Wednesday, 2 January 2008

Workshop in Rishon LeZion

Workshop: 'Define to defend'

The pre-conference workshop was held the day before the conference as such began, in the small town of Rishon LeZion where Tsad Kadima has its major presence. The venue was situated in a pleasant suburb, a purpose-built study centre that Tsad Kadima often uses, its compact, tiered lecture hall giving a most direct contact between my audience and myself.

For ‘audience’ it had to be, owing to the amount of material to be got through, the fact that there were more than fifty people facing me and my unfortunate personal tendency to talk rather than to participate.

Each participant on arrival was presented with seven pages of lecture notes to cover the content of the day. I will publish these in full in the near future on my new Information website (for further details, watch this blog).

These notes followed a format developed for lecturing to student-conductors at NICE, in which context they have served two purposed: as an aide memoire for my listeners and a guide to myself (to help me stick to the point and to judge how the time is going).
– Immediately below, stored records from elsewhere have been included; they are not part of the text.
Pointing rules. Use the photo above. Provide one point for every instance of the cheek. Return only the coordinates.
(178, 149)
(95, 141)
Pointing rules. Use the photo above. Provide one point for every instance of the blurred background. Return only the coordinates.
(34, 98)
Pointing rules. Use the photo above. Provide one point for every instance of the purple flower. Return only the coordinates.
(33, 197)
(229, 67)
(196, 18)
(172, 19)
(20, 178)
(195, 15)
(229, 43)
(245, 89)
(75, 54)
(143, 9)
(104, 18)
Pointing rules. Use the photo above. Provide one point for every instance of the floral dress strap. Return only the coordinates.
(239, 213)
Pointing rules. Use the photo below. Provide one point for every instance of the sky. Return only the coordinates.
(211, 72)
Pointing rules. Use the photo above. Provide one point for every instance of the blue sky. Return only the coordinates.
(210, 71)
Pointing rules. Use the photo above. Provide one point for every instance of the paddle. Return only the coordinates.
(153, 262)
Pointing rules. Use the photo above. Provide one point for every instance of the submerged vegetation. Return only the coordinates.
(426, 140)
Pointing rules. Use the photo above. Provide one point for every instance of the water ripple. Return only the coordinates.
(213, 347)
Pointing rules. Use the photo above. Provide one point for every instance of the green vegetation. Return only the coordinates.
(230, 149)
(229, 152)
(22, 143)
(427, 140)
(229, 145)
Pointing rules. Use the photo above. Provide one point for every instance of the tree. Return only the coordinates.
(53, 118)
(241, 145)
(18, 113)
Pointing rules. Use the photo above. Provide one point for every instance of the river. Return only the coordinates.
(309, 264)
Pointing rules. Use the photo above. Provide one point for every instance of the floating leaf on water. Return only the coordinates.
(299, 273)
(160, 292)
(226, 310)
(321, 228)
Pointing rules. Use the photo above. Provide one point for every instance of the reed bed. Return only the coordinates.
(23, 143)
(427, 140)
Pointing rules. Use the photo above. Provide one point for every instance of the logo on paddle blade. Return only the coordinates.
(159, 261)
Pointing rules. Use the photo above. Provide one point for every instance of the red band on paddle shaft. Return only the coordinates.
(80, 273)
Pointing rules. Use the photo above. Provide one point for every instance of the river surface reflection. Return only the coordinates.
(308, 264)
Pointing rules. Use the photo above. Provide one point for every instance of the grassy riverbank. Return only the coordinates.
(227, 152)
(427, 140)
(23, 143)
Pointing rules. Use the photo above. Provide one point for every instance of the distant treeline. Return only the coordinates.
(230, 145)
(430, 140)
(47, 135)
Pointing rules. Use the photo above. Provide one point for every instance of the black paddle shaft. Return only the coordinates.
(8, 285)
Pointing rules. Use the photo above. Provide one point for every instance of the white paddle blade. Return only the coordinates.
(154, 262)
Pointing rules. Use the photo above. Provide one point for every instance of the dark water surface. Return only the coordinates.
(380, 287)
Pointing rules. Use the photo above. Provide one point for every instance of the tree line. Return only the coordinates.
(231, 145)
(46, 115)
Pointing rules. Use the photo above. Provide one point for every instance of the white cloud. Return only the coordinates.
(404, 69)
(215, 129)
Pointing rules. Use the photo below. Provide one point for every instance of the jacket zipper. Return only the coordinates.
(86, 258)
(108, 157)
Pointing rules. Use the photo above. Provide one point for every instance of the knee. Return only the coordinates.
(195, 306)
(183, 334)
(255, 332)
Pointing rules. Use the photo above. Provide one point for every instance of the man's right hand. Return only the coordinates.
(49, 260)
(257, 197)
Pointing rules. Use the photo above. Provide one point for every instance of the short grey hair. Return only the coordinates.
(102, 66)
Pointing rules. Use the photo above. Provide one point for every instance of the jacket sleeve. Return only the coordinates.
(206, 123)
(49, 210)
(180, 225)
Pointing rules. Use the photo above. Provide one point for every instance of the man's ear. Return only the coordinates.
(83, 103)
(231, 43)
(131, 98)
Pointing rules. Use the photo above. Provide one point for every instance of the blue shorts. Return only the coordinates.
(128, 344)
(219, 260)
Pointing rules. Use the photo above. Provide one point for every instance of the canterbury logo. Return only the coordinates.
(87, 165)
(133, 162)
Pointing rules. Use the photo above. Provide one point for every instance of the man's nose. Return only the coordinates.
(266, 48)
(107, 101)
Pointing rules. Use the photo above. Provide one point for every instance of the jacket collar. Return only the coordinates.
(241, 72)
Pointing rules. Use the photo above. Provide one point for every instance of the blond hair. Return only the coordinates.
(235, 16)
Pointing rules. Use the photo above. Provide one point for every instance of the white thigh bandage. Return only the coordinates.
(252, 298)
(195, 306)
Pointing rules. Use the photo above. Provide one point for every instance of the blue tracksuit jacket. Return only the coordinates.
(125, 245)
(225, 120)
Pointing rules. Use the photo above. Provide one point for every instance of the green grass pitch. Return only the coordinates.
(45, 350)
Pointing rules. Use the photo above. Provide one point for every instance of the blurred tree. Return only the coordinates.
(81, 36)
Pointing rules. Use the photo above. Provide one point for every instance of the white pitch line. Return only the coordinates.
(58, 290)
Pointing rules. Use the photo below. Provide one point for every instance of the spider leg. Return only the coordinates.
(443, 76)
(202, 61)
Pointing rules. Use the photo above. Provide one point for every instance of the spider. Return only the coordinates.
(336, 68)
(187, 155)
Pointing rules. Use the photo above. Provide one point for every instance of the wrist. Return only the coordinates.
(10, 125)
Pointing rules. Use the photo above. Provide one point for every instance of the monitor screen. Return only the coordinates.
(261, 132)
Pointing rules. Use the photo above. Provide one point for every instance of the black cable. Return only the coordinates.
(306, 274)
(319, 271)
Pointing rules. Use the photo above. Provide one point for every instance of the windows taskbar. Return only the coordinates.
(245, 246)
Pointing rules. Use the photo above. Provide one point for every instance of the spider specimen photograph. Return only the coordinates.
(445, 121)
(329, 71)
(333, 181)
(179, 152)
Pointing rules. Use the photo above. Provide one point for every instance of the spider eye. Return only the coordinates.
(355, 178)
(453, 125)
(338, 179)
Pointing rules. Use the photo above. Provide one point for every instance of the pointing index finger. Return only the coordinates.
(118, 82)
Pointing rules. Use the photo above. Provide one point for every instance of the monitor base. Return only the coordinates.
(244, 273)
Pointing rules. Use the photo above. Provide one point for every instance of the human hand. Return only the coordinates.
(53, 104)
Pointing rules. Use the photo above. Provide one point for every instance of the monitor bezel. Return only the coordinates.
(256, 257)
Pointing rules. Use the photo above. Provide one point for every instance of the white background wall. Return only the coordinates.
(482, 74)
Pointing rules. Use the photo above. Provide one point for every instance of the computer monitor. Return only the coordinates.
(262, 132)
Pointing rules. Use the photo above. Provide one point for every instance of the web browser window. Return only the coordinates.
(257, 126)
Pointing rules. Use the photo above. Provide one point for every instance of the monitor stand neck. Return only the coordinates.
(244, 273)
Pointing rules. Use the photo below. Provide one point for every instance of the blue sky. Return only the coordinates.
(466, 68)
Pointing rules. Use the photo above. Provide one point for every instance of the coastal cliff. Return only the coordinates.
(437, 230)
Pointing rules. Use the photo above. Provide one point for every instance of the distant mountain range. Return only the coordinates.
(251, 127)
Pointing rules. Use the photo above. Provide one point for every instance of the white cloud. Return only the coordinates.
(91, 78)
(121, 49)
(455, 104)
Here the notes had two additional purposes: to help structure the understandings of those many in the audience for whom English is not their first language – and to give succour to the two simultaneous translators in their booth.

There were no other aids, except what I could aim to conjure in my listener’s heads.

In the event most there seemed to have a more than adequate grasp of English and the lively multigenerational audience was a pleasure to work. Participants included parents going right back to the very first days of Tsad Kadima, conductors, associated professionals and student-conductors, along Franz Schaffhauser and Juli Horváth from the Pető Institute and a couple of home supporters from back in England.

I think that members of all these groups signalled very clearly where they recognised common concerns and were reassuring that the material presented was to their taste.

The day’s final session was opportunity for participants to comment, question and challenge, which they certainly did. I was flagging a little by then and did not note down everything that was said but two contributions in particular stuck in my mind.

First, I was asked what I thought were behind the relative success of Tsad Kadima in Israel in establishing the basis for a conductive upbringing service. I could think immediately of a couple. I referred to the video that Tsad Kadima had produced years ago, recording its first summer school on Israel. I show this to student-conductor in Birmingham, I told my audience, as one of several such videos of Conductive Education programmes around the world, to show how CE is differently manifest in different societies. And it is very obvious in that context, that a particular factor in that one video, in contrast to all the others, is what could be described at schmaltz (tellingly, there is no English word for this). Secondly, there is what I call the ‘small-country effect’, the product of compact geography and demography, the latter involving not just social cohesion but also the effects of everybody’s being apparently related to someone of significance! Both these answers seemed to ring a bell with the audience and I was asked whether the successful Israeli path to Conductive Education could somehow be ‘bottled’ and exported elsewhere. Of course, on the basis of my analysis, they could not: other societies will have to seek their own ways, based on their own strengths, constraint and opportunities.

(Upon later reflection another explanation for Tsad Kadima’s success was manifest there in the audience. This is an advantage not founded in the wider Israeli society but growing out of Tsad Kadima itself, out of the very experience of success. There in the audience I had together in the same room people who we both service-users and service-providers, some recent entrants to the system, some who had been in it since Day 1, participating in a system where, whatever its day-to-day frustrations, is palpably going somewhere. Most of al, it must surely have begun o generate its own institutional culture. Together this broadly based continuity must surely offer untold advantages. I wish that I had thought of this possible factor at the time. I would have loved to hear them talk about it.)

Secondly, I was challenged by Rony Schenker, to say whether I thought it would now be better, in view of all the uncertainties surrounding the definition and boundaries of Conductive Education, to change its name. A good question, one that I have been asked before and one to which I had no satisfactory answer on the spot. Since the conference Rony sent me a recently published article which, I suspect, may have triggered her question. It is not on Conductive Education at all – but on Bobath. It has sent me down a train of thought along which perhaps I begin to see an answer to that question emerge. I shall share the gist of this article, along with my own thoughts on it, in a forthcoming posting on this blog.

A hard few hours’ performing but, for me at least, a rewarding and pleasurable process. Why on Earth had I been apprehensive?